Requesting a fair hearing if the numbers are wrong
Medicaid caseworkers make mistakes. The CSRA or the income allowance can be calculated incorrectly, or your circumstances may genuinely justify a higher allowance than the initial determination reflects. Either spouse has the right to appeal.
To have the MMMNA increased, you need to show that the initial allowance is inadequate due to exceptional circumstances causing financial hardship. Examples include medical expenses the community spouse carries, debts incurred before long-term care began, or financial responsibility for another family member. High housing costs that weren't properly reflected in the excess shelter allowance calculation also qualify.
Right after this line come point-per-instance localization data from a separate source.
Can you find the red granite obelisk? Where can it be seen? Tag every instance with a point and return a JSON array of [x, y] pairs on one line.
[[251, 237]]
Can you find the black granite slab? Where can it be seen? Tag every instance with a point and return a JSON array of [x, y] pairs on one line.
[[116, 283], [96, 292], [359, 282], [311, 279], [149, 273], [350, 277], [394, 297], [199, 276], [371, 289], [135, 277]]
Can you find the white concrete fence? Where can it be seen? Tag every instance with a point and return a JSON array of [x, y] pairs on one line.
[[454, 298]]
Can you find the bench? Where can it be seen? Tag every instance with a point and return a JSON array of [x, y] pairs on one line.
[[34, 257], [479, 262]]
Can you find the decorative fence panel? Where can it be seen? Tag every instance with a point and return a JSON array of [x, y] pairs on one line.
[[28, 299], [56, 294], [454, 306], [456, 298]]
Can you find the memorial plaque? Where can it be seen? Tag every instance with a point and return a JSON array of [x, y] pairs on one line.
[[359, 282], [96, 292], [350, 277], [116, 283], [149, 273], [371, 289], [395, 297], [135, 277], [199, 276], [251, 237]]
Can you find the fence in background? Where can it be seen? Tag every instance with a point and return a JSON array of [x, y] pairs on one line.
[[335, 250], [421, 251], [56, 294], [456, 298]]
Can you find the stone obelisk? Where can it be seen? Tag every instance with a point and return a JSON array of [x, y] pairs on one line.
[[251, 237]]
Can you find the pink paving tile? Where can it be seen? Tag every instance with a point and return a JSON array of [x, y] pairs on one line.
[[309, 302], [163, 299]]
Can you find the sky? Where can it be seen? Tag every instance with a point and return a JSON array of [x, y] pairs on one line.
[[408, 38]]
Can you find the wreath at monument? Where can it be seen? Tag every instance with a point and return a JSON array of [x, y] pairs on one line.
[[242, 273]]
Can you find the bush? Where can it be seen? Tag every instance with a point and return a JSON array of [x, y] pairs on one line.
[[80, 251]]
The right to request a fair hearing exists from the moment a Medicaid application is filed, but timing matters. Once assets are spent down and eligibility is established, it can be difficult to recapture what should have been protected. Families are not always told about their right to request a fair hearing, and by the time they find out, the window may have passed. If the determination feels wrong, request a review immediately rather than assuming the state's calculation is final.
What these protections don't cover

Spousal impoverishment rules apply to Medicaid long-term care, which includes nursing home Medicaid and HCBS waiver programs. They do not apply when both spouses are applying for regular Medicaid, sometimes called Aged, Blind and Disabled Medicaid. In that case, the couple is generally limited to around $3,000 in combined countable assets with no CSRA.
The protections also don't shield the home permanently. While the community spouse is alive and living in it, the home is exempt and Medicaid cannot force a sale. After the community spouse dies, however, Medicaid estate recovery rules come into play. Most states will seek to recover what they spent on the institutionalized spouse's care from the estate, which can include the home. This is a known issue in Medicaid planning and there are legal strategies to address it, but that is a separate conversation that requires a qualified elder law attorney in your state.
These rules are a baseline. They keep the community spouse from destitution, but they are not a guarantee of financial comfort. The numbers, especially the income allowance, are tied to federal poverty-level calculations that don't always reflect real cost-of-living realities in expensive areas.
Knowing the protections exist, and understanding what they actually give you, puts you in a much better position to push back when the numbers aren't being applied correctly.